The four recommendations in the report are a good starting point for our round table discussion about IUPAC’s role in PUC initiatives and in enhancing the visibility and public image of chemistry.

Recommendation 1: In keeping with its mission to “contribute to the worldwide understanding and application of the chemical sciences, to the betterment of the human condition,” IUPAC has an important role to play in enhancing public understanding of chemistry.

Recommendation 2: Public understanding of chemistry activities aimed at supporting teachers and students within the formal school system are more effective than those aimed at the general public.

Recommendation 3: IUPAC is just one of many actors in public understanding of science, and will frequently need to work collaboratively with the other scientific unions and other bodies. IUPAC can not cover the full range of possible activities and address all audiences, not least because it is remote from the general public. IUPAC’s primary targeted public should be IUPAC chemists and educators, and IUPAC’s most important role is to help them understand and work with a variety of other publics.
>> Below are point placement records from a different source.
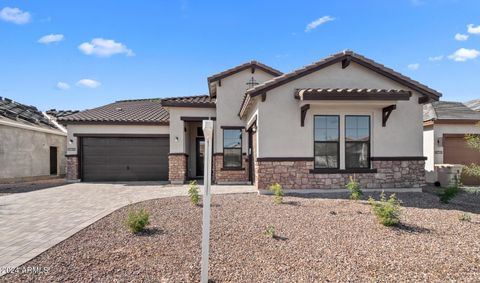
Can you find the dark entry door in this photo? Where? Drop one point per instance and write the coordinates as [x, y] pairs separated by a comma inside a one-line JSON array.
[[200, 155], [125, 158], [53, 160]]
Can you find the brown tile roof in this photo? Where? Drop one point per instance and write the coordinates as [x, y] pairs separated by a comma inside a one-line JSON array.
[[449, 110], [332, 59], [142, 111], [25, 114], [203, 101], [242, 67]]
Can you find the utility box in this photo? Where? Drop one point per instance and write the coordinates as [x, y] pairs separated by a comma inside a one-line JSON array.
[[447, 174]]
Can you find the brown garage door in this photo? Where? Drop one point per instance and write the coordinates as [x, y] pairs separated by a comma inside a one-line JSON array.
[[125, 158], [456, 151]]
Recommendation 4: We propose IUPAC’s niche as focusing on activities that indirectly enhance public understanding, such as the following:
(a) helping scientists identify and understand their publics
(b) influencing international organizations
(c) supporting science education systems, particularly in countries in transition
(d) supporting scientists and educators by communicating relevant findings from IUPAC projects and activities at an appropriate level
(e) supporting national chemical societies and other organizations

Guided by these recommendations, we suggest the following eight questions to focus on in our round table discussion:

1. What is IUPAC’s motivation in increasing the global visibility of chemistry, enhancing public understanding of chemistry, and improving its public image? How does our motivation as a worldwide scientific organization coincide with and how does it differ from other players such as national chemical societies and chemical industry?

2. Which “publics” is IUPAC closest to, and how are we best positioned to work with those publics to increase the global visibility of chemistry, enhance public understanding of chemistry, and improve its public image?

3. Which international organizations is IUPAC best positioned to work with to achieve these goals? (See Roundtable Topic C)

4. How can IUPAC best support science education systems, particularly in countries in transition? (See Roundtable Topic A)

5. Do we currently do a good job of highlighting the educational dimensions of IUPAC projects, conferences, and activities. Are they visible, intelligible, and useful to teachers and students? How can we improve?

6. How can we best support industrial associations, national chemical societies, NAOs, and other organizations in achieving these goals?

7. What role might an International Year of Chemistry play in achieving these goals?

8. How might the initiatives above be carried out in such a way as to improve the visibility and image of IUPAC?


It is a relatively easy task to outline the questions, but much more difficult to provide practical answers. It is hoped that the round table discussions will lead to some really good suggestions and plans for future IUPAC activity.